Added __getstate__/__setstate__ to CommonCrawlWARCReader for pickle compatibility with Ray executors. The threading.Lock, requests.Session, and boto3 S3 client are stripped during serialization and lazily reinitialized after deserialization.

Images-Per-Tar Warning When Greater Than Batch Size

The image reader silently produced under-packed tars when --images-per-tar was greater than --batch-size, because each batch only emits a single chunk regardless of the tar size flag. The pipeline now warns when --images-per-tar exceeds --batch-size, and tutorials have been updated to clarify the relationship between the two flags. Addresses NVBug 6075086.

VideoReader Path Validation

VideoReader now validates input paths during initialization, accepting single-file inputs in addition to directories and raising explicit errors for unsupported file formats instead of failing later in the pipeline.

Deprecations

Python 3.10 Support Will Be Removed in 26.06

NeMo Curator 26.04 is the last release that supports Python 3.10. Beginning with 26.06, Python 3.10 will no longer be a supported runtime, and install extras will target newer Python versions (3.11+).

  • Action required: Upgrade your environments to a newer supported Python version (3.11+) before installing 26.06.
  • Affected surfaces: PyPI install extras, the NeMo Curator container, and all Python APIs.
  • Why: Python 3.10 reaches end-of-life in October 2026, and several upstream dependencies (notably in the GPU and inference stacks) are dropping 3.10 support.

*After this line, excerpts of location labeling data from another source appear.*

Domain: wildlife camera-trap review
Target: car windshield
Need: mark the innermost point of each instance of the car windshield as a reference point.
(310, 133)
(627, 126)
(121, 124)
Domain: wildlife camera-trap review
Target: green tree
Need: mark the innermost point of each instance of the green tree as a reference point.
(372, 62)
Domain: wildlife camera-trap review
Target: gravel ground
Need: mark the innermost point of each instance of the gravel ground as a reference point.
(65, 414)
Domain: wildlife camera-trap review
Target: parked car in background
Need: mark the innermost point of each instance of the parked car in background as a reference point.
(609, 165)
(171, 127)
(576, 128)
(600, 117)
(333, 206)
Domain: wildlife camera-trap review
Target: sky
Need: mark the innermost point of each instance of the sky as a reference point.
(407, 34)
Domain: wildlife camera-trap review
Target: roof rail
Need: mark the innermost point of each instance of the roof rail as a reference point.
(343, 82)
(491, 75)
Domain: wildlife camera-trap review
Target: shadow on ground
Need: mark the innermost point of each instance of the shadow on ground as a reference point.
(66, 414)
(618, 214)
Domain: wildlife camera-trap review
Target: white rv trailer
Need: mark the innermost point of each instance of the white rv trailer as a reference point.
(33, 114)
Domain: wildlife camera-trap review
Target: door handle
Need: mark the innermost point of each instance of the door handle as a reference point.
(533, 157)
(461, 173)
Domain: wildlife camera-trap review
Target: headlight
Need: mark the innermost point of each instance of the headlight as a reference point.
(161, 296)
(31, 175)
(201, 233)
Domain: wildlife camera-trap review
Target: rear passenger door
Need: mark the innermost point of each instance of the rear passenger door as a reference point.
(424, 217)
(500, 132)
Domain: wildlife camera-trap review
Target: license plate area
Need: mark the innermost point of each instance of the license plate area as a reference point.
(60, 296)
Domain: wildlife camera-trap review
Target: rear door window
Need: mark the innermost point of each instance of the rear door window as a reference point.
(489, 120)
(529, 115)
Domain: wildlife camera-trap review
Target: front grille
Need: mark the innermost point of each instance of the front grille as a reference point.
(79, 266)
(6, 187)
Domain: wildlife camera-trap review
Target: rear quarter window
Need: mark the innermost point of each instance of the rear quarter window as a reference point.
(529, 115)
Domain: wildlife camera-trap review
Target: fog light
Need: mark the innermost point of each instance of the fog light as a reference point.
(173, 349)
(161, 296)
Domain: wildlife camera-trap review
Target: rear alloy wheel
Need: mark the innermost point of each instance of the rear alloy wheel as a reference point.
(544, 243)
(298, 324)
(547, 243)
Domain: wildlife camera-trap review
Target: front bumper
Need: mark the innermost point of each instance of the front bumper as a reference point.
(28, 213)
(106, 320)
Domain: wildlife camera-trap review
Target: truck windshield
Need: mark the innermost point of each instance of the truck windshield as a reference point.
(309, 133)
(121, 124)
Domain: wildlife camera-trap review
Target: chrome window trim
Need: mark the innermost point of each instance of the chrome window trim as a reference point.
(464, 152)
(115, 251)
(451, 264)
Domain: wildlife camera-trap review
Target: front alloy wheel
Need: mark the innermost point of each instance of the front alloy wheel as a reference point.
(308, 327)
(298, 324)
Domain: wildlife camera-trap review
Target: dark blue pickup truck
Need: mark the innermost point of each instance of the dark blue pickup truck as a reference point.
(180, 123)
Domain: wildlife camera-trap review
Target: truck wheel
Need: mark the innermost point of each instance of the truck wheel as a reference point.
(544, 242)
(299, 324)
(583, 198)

If you are pinning a Python version in CI, Dockerfiles, or uv projects, update those pins now so you are ready for the 26.06 release.

Breaking Changes

  • Minimum Ray version: The minimum required Ray version increased from 2.50 to 2.54. Users on Ray 2.50–2.53 must upgrade before installing this release.
  • TextSemanticDeduplicationWorkflow embedding backend: The default embedding backend changed from SentenceTransformers to vLLM. The default model changed from sentence-transformers/all-MiniLM-L6-v2 to google/embeddinggemma-300m. The parameters embedding_model_inference_batch_size, embedding_pooling, embedding_padding_side, and embedding_max_seq_length have been removed. Use embedding_vllm_init_kwargs to pass configuration to the vLLM backend instead.
  • Resources API: The nvdecs, nvencs, and entire_gpu fields have been removed from Resources. Stages that previously used entire_gpu=True should use gpus=1 instead. Stages that used nvdecs or nvencs should use gpus for GPU allocation.
  • AudioBatch removed: Replaced by AudioTask. Update imports from from nemo_curator.tasks import AudioBatch to from nemo_curator.tasks import AudioTask. Data is now a single dict instead of dict | list[dict].
  • RayDataExecutor import path: Moved from nemo_curator.backends.experimental.ray_data to nemo_curator.backends.ray_data. Update imports accordingly.
  • DocumentExtractStage Removed: The standalone DocumentExtractStage class has been removed. Use DocumentIterateExtractStage with an optional extractor parameter instead. The DocumentExtractor abstract base class is unchanged.
  • DocumentIterateStage Renamed: DocumentIterateStage has been replaced by DocumentIterateExtractStage. Update imports from nemo_curator.stages.text.download.base.iterator.
  • Three-Stage Pipeline: The data acquisition pipeline is now a three-step pattern (URL generation → download → iterate-extract) instead of four steps.
  • ExactDeduplicationWorkflow.run() and FuzzyDeduplicationWorkflow.run() now return WorkflowRunResult instead of None
  • SemanticDeduplicationWorkflow.run() and TextSemanticDeduplicationWorkflow.run() now return WorkflowRunResult instead of dict
  • TextDuplicatesRemovalWorkflow.run() now returns WorkflowRunResult instead of list[FileGroupTask] | None
  • Code that previously ignored the return value is unaffected. Code that consumed the old dict return from semantic workflows must migrate to result.metadata and result.pipeline_tasks.